PQ codes are compact identifiers that approximate parts of the original vector.

Instead of storing every vector dimension as a full floating-point number, product quantization stores the closest learned centroid for each vector segment.

The code is much smaller than the original vector, but it cannot represent all original distance information exactly.

Why IVF-PQ Saves Memory

IVF-PQ saves memory because compressed PQ codes are much smaller than full vectors.

For high-dimensional embeddings, this can be a major difference. A full vector may require thousands of bytes, while a compressed code may require only a small fraction of that size.

This is why IVF-PQ is attractive for very large vector collections.

Why IVF-PQ Is Approximate

IVF-PQ has two sources of approximation.

  • IVF may skip clusters that contain true nearest neighbors.
  • PQ may distort vector distances because compressed codes are approximate.

That means IVF-PQ can be very efficient, but recall depends on careful tuning.

Over-Fetching and Rescoring

Many IVF-PQ systems improve recall by over-fetching candidates.

The rough search uses compressed codes to find a larger candidate set. Then the system fetches the original vectors for the best candidates and recalculates exact or higher-quality distances.

This rescoring step can recover ranking quality, but it adds extra work and sometimes disk reads.

IVF-PQ vs IVFFlat

IVFFlat and IVF-PQ both use IVF cluster probing.

IVFFlat scans full vectors inside selected clusters. IVF-PQ scans compressed codes inside selected clusters and may rescore a subset with full vectors.

IVFFlat usually has less compression distortion. IVF-PQ usually uses less memory or storage.

IVF-PQ vs HNSW

HNSW uses graph traversal. IVF-PQ uses cluster probing plus compression.

HNSW is often chosen for low-latency, high-recall in-memory search. IVF-PQ is often considered when the dataset is large enough that memory or storage efficiency becomes more important than peak recall or lowest possible latency.

Recall Trade-Offs

IVF-PQ recall depends on:

  • cluster quality
  • number of clusters probed
  • PQ codebook quality
  • number of PQ segments
  • candidate over-fetching
  • whether full-vector rescoring is used

More memory-saving compression can reduce recall if not compensated by probing or rescoring.

Latency Trade-Offs

IVF-PQ can lower latency by scanning less data and using compact codes.

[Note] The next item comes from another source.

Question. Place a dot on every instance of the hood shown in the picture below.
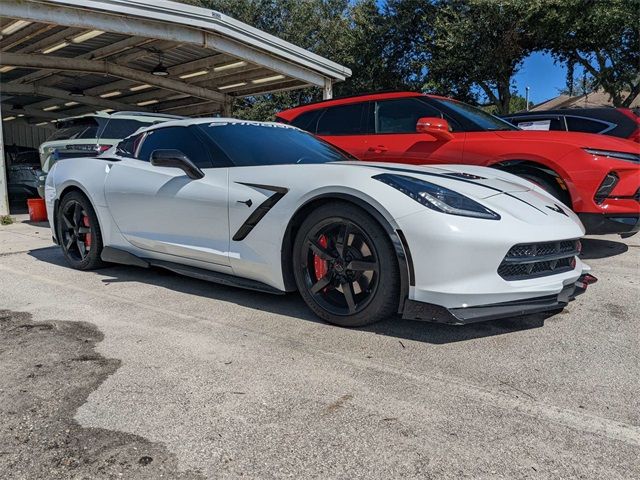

But probing many clusters, over-fetching many candidates, or rescoring many full vectors can increase latency. The practical performance depends on the balance among these settings.

When IVF-PQ Works Well

IVF-PQ works well when:

  • the dataset is very large
  • memory or storage is a major constraint
  • some approximation is acceptable
  • vectors cluster reasonably well
  • PQ training data is representative
  • rescoring can recover enough ranking quality

When IVF-PQ May Be a Poor Fit

IVF-PQ may be a poor fit when:

  • exact or near-exact recall is required
  • the dataset is small enough for simpler search
  • the data distribution changes often
  • PQ codebooks cannot be trained well
  • filters make cluster probing unreliable
  • latency cannot tolerate rescoring or extra probing

Common Misunderstandings

Common misunderstandings include:

  • thinking IVF-PQ and IVFFlat are the same
  • forgetting that PQ is lossy
  • assuming compression only affects memory and not recall
  • choosing nprobe without measuring recall
  • training PQ on unrepresentative data
  • ignoring the cost of rescoring full vectors

Summary

IVF-PQ is a cluster-based, compressed ANN index pattern. IVF narrows search to selected posting lists. PQ compresses vectors into compact codes for memory-efficient candidate scoring.

Its main strength is scaling large vector collections with lower memory or storage requirements. Its main trade-off is additional approximation, which must be managed with cluster probing, PQ configuration, over-fetching, and rescoring.